Weithergeholt ist das Projekt nicht. Marianne Faithfull gehört zu jener Generation, für die die Lektüre der englischen Klassiker nicht nur zur Grundbildung gehörte, man lebte mit der Poesie der Vergangenheit, und Faithfull denkt in Dankbarkeit zurück an den Unterricht bei Frau Simpson über englische romantische Poesie.

Marianne Faithfull lag auf der Intensivstation

Warren ist seit 1993 Mitglied der Bad Seeds und Komponist von fast 20 Film- und Theaterpartituren, darunter für The Road und The Proposition. Seit ihrem 2005er Album „Before the Poison“ arbeitet Warren mit Marianne als Musikerin und Songwriterin zusammen. Dass er für das aktuelle Projekt auch Nick Cave gewinnen konnte, dürfte ihm nicht schwergefallen sein.

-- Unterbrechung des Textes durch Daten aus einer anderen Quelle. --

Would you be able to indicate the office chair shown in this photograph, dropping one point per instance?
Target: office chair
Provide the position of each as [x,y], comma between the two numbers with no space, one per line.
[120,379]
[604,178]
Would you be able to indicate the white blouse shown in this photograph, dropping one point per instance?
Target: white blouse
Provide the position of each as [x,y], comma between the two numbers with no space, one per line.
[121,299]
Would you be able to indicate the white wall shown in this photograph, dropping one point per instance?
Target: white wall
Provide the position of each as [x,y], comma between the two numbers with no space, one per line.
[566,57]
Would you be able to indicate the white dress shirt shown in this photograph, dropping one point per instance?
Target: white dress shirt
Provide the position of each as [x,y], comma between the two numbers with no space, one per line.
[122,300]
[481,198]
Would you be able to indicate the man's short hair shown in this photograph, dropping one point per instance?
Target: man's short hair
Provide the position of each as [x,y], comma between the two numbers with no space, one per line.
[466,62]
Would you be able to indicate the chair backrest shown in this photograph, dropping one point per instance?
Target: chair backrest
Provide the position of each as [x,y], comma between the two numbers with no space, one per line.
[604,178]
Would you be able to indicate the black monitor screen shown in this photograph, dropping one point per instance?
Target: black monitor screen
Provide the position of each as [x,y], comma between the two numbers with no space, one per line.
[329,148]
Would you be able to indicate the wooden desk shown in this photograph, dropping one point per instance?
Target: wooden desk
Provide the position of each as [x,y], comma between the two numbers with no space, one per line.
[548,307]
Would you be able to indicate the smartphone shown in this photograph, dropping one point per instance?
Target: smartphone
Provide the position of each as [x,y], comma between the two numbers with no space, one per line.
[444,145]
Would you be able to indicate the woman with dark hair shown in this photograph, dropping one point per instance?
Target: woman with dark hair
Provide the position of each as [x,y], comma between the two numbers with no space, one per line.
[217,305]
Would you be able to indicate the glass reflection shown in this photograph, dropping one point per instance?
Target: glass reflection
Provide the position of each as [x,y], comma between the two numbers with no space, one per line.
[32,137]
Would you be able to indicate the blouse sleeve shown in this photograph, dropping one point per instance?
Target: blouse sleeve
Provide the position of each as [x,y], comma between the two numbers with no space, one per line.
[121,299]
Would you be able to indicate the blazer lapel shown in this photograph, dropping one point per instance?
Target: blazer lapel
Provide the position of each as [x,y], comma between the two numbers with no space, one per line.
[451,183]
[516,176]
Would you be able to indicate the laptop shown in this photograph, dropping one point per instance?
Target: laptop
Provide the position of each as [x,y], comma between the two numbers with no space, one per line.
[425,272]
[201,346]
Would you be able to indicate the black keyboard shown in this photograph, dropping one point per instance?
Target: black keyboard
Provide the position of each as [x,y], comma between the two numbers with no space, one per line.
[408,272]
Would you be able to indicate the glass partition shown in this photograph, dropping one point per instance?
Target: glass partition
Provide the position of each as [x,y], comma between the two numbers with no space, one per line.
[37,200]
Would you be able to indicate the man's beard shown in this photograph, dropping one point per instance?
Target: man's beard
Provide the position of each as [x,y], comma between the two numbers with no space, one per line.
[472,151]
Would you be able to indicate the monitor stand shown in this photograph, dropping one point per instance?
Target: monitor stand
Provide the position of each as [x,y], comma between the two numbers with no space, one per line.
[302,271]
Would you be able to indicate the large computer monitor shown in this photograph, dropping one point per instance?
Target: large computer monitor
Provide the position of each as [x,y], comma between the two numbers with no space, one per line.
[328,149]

Ich gebe zu, ich hatte einen Schreckmoment, als die Nadel des Plattenspielers aufsetzte und Marianne Faithfull nicht sang, nicht beim ersten Song, nicht beim zweiten – auf überhaupt keinem Track. Denn die 74-Jährige erkrankte an Covid, und in Pressemeldungen hieß es, sie werde vielleicht nie mehr singen können. „Covid hat viel Schaden angerichtet, viel!“, sagt die Künstlerin. „Vor allem in drei Bereichen. In meiner Lunge, was für einen Sänger sehr ernst ist, und in meiner Erinnerung, was auch sehr ernst ist, und sie verursacht Müdigkeit.“ Mittlerweile ist Faithfull geimpft. Aber die Nachwirkungen der schweren Erkrankung seien nicht zu leugnen, sagt sie: „Ich muss viel tun, um mir selbst zu helfen. Ich habe zweimal pro Woche Physiotherapie, und ein sehr lieber Freund für mein ganzes Leben kommt mit seiner schönen Gitarre vorbei, Martin, und wir arbeiten zusammen an einem Song. Und das ist eines der besten Dinge, die du für deine Lunge tun kannst.“

Elf romantische Gedichte

Das Virus erwischte sie mitten im Arbeitsprozess zu den Aufnahmen. Drei Wochen lag sie auf der Intensivstation. „Ich wäre fast gestorben. Über meinem Bett hing der Hinweis: ‚Nur Palliativversorgung‘. Wie auch immer, ich bin nicht gestorben, Gott sei Dank. Vielen Dank an alle. Die Ärzte sagten, sie hätten noch nie jemanden behandelt, der so intensiv am Leben hing. Das war mir nicht bewusst. Ich war selbst erstaunt. Ich habe überlebt. Und die Gedichte, die wir danach aufgenommen haben, sind wunderbar, weil sie noch verletzlicher sind.“

Marianne Faithfull and Warren Ellis FOTO: Rosie Matheson

„She Walks in Beauty“ ist sicherlich von Leidenschaft geführt. Faithfull liest elf romantische Gedichte über eine Klangarchitektur, die von Warren Ellis geschaffen wurde. Doch es ist nicht die Musik, die den Zuhörer packt, ein Großteil der Anziehungskraft des Albums beruht auf der noblen englischen Sprache und ihrer weisen, verwitterten, anachronistischen Stimme, die den Gedichten etwas Zeitloses gibt. Faithfull hatte immer schon eine faszinierende Stimme, voller Lebenserfahrung, von gewisser Strenge, aber zurückhaltender Würde. Und das warme, heisere Raspeln beruhigt und fesselt zugleich. Die Stimme schafft Vertrauen, um uns bei der Hand zu nehmen und die komplexen Gedichte zu entwirren und uns durch sie zu führen. Marianne Faithfull hat das natürliche Talent, den Moment der gegenwärtigen Angst aufzuspüren, beruhigend einzuwirken, um beim Leser Momente des Staunens, der demütigenden Akzeptanz und der Freude an der Schönheit des Wortes zu erzeugen.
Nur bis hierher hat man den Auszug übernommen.